Book Review: Economics
Economics and Ideology and Other Essays by Ronald L Meek, (Chapman and Hall, 40s.)
Meek’s essays were originally written over the past twenty years, during which he changed from an orthodox supporter of the so-called Communist Party to the more ordinary kind of reformist, believing that the tendencies Marx saw for capitalism can, and have been, overcome by “social legislation, trade union activity, State intervention, etc.” But he still thinks there is somewhere a “socialist sector of the world”.
Nevertheless, Meek knows his Adam Smith and Ricardo as well as his Marx. Classical Political Economy, on which Marx built, started its analysis from the relations men entered into when producing wealth and saw the distribution of the social product as between the classes of landowners, manufacturers and labourers. This led them to a labour theory of value.
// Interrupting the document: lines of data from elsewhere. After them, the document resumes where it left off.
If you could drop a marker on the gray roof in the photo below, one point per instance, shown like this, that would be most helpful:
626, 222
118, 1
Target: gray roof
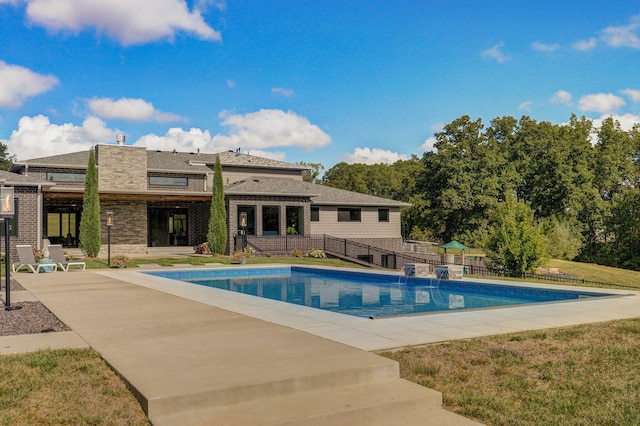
319, 194
168, 161
14, 179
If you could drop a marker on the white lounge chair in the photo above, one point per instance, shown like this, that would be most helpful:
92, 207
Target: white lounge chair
28, 260
57, 255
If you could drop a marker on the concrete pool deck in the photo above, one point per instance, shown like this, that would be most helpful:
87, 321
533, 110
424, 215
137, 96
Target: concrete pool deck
397, 332
199, 355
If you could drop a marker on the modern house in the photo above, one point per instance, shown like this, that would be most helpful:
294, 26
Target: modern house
162, 198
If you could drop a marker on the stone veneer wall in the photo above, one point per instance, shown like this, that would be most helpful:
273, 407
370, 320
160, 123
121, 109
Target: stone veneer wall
121, 167
129, 224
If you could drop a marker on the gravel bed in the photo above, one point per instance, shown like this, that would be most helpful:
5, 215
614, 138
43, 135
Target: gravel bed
32, 317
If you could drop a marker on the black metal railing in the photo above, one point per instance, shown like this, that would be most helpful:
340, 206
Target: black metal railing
369, 255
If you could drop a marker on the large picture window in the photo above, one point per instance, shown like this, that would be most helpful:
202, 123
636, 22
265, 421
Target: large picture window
349, 215
168, 181
270, 220
65, 177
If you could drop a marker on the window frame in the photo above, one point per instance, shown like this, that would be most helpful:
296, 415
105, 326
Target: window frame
167, 181
383, 219
355, 214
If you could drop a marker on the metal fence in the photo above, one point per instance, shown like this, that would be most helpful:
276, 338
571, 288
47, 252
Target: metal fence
377, 257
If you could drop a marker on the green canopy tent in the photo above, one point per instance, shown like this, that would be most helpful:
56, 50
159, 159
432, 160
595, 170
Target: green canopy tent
456, 245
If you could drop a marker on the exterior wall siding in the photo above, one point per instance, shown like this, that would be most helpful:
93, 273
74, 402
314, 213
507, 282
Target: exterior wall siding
368, 227
232, 174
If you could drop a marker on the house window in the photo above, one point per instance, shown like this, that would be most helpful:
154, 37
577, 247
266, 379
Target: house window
270, 220
294, 218
251, 219
13, 227
349, 215
168, 181
65, 177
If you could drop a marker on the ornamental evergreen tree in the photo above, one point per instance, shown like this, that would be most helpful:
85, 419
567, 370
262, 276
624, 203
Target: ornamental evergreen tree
217, 235
90, 222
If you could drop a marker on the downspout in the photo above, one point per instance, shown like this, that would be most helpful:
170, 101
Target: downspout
39, 217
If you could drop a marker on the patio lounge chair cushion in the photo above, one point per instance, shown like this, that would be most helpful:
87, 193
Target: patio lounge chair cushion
28, 260
57, 255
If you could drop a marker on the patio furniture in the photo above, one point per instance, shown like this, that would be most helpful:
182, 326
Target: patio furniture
28, 260
57, 254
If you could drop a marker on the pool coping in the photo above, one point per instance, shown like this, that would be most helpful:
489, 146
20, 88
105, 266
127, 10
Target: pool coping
390, 333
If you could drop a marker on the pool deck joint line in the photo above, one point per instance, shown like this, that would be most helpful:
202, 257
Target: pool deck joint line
200, 355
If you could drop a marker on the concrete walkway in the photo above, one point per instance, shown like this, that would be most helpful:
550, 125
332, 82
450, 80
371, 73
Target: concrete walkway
191, 363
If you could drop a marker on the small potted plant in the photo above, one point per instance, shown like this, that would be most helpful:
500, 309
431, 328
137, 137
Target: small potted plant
120, 260
240, 257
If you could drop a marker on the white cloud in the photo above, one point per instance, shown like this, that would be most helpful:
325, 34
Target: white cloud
561, 97
18, 84
270, 128
525, 106
37, 137
542, 47
193, 139
429, 144
633, 94
287, 93
604, 103
374, 156
255, 133
627, 121
623, 36
585, 44
129, 22
182, 140
128, 109
495, 53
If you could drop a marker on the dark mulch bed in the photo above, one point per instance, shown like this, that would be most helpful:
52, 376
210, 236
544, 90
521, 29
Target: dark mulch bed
32, 317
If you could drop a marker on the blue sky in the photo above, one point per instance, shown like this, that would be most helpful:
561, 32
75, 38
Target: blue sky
325, 81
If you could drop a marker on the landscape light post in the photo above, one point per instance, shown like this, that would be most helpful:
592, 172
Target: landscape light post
7, 212
109, 225
243, 225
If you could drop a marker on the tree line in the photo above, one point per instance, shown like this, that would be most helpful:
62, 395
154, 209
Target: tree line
523, 190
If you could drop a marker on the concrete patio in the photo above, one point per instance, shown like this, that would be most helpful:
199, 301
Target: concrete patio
191, 363
200, 355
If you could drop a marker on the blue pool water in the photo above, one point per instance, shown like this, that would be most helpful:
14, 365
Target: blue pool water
366, 294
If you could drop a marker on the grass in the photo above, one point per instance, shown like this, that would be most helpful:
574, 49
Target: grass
599, 273
64, 387
584, 375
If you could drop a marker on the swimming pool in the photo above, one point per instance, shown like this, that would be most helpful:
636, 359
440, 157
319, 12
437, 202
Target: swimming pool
366, 294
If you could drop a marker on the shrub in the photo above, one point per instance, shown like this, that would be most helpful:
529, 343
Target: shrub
120, 260
316, 253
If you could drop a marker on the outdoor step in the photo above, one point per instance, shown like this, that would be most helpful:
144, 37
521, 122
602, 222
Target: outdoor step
370, 372
385, 402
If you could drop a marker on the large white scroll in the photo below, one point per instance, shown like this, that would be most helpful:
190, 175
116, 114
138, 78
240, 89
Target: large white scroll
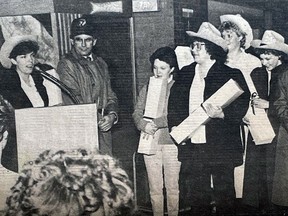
222, 97
260, 127
154, 108
55, 128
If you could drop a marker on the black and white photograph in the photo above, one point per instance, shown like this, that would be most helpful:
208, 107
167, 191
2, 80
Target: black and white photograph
144, 107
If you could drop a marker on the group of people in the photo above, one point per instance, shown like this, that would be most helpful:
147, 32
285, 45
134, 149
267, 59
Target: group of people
61, 183
200, 171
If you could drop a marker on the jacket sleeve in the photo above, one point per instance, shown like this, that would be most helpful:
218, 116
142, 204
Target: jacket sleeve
112, 100
139, 109
234, 113
281, 102
67, 75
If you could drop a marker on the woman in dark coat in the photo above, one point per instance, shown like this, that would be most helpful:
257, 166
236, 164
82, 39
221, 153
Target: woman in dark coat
215, 148
20, 85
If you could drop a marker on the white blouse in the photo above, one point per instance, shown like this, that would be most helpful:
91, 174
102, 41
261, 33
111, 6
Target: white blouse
32, 93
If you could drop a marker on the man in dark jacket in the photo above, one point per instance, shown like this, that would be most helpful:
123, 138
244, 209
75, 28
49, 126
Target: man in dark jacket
88, 78
215, 148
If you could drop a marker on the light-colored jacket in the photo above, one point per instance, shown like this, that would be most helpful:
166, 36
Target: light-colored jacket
161, 122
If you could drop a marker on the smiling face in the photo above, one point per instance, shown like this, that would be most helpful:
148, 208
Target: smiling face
162, 70
270, 61
232, 39
199, 52
24, 63
83, 44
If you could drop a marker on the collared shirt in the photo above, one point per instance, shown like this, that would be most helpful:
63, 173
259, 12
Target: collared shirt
196, 98
31, 92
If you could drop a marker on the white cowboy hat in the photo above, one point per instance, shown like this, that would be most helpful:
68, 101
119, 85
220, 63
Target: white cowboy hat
243, 25
271, 40
209, 32
8, 46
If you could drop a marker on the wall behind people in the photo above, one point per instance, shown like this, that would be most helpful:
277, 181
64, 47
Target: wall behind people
165, 27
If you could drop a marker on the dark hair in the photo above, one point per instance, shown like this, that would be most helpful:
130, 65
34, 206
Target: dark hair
214, 50
283, 56
166, 54
24, 48
227, 25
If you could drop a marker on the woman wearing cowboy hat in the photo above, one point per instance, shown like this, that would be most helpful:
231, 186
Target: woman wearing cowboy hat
259, 168
21, 85
273, 54
215, 148
237, 33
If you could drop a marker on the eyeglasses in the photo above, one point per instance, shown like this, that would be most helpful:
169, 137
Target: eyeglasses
198, 46
83, 40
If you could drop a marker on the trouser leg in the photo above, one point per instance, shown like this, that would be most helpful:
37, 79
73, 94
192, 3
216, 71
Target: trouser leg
153, 165
171, 177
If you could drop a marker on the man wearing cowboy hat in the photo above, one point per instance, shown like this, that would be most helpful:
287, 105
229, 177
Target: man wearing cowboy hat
271, 81
215, 148
88, 78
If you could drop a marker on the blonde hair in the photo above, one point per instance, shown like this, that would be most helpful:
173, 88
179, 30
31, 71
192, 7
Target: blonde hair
71, 183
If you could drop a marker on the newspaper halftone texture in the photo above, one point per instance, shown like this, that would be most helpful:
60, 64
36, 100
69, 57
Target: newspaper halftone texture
54, 128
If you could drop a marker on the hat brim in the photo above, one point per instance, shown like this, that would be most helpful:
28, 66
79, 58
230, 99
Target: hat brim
243, 25
282, 47
216, 40
8, 46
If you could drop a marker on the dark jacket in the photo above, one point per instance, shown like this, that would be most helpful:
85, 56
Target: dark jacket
223, 143
10, 89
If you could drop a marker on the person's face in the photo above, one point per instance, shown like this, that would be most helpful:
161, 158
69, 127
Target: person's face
24, 63
270, 61
161, 69
199, 52
232, 39
83, 44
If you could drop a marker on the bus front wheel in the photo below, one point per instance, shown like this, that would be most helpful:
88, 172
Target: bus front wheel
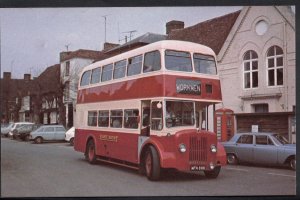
90, 153
152, 164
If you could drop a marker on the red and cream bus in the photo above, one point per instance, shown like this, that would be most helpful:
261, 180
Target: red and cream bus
144, 109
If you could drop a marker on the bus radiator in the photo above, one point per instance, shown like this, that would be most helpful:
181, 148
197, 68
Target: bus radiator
198, 150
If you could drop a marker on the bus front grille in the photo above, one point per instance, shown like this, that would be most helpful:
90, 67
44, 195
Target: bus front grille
198, 150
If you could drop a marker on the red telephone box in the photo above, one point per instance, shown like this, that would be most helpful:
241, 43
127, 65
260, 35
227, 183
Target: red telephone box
224, 124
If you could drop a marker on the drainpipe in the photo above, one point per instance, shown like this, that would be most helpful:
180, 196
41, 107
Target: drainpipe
285, 68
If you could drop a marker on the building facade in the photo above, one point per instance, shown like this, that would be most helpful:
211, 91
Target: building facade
256, 57
71, 64
37, 100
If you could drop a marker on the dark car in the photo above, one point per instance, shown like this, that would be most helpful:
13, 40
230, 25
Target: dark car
260, 148
23, 132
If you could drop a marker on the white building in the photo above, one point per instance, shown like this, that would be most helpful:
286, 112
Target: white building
256, 57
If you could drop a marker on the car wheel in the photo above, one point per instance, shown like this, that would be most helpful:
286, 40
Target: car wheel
232, 159
293, 164
213, 173
152, 164
38, 140
91, 152
72, 141
26, 138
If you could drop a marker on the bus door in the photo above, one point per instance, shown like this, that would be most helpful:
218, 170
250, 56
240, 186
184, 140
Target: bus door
145, 124
201, 116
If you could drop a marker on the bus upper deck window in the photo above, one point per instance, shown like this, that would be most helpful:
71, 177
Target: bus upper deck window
178, 61
156, 116
120, 69
95, 78
134, 65
107, 72
204, 64
85, 79
151, 62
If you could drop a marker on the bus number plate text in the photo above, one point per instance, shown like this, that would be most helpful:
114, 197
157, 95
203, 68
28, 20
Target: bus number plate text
197, 168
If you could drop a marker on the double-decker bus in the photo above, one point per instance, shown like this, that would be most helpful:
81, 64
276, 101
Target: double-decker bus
145, 108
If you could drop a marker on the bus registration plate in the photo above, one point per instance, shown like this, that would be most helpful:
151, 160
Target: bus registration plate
197, 168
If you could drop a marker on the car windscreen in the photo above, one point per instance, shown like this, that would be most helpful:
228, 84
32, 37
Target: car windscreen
281, 139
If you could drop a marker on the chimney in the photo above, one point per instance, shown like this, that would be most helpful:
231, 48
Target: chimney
27, 77
173, 25
107, 46
6, 75
64, 55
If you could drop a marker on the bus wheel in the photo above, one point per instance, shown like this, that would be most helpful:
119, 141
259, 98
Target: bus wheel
152, 164
90, 152
38, 140
214, 173
293, 163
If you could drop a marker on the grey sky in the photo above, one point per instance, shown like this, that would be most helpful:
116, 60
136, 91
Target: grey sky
32, 38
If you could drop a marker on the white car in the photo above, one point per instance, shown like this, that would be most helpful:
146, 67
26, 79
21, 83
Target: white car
69, 137
5, 129
17, 125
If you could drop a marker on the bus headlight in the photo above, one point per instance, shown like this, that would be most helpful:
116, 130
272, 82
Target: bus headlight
182, 148
213, 148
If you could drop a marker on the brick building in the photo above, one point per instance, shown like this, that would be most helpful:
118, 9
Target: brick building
35, 100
Meek, in his essay on the Scottish Historical School (of which Adam Smith was a member, for he was not just an economist) shows how they had evolved a materialist conception of history, similar to Marx’s, which saw productive and property relations as the basis of societies.
After Ricardo, by about 1830, bourgeois economic thinkers turned away from this approach and began to see economic activity from a businessman’s point of view. Why was this? Meek, following Marx, suggests that this was because the Ricardian labour theory of value implied that capitalism was based on the exploitation of the workers. This indeed was the conclusion drawn by men like Hodgskin and William Thompson. Marx ironed out the inconsistencies in their theories (chiefly by distinguishing between “labour” and “labour power”) and showed how the source of rent, interest and profit was the unpaid labour of the workers.
Meek claims that “it is obvious that the particular ‘laws of motion’ ” developed by Marx can no longer be used today as a guide to what is actually going to happen as capitalism develops further”. He takes these laws to be: the falling rate of profit, the increasing severity of cyclical crises, the concentration and centralization of capital, and the increasing misery of the working class. Only the third, he says, has been proved valid. However, it is open to question whether Marx expected the rate of profit to go on falling in practice (remember that it had been falling, and Marx was only trying to solve a problem which Adam Smith, Ricardo and others had already had a go at) and whether he even held that crises would get worse and worse (in any event this view has been rejected by Socialist Party of Great Britain). As for increasing misery, Meek argues that this means that the standard of living of workers would grow worse and worse. We cannot accept this and refer those interested to the discussion of the matter in the Socialist Standard of January 1957.
Though socialists cannot agree with all he writes. Meek is a Marx scholar worth reading.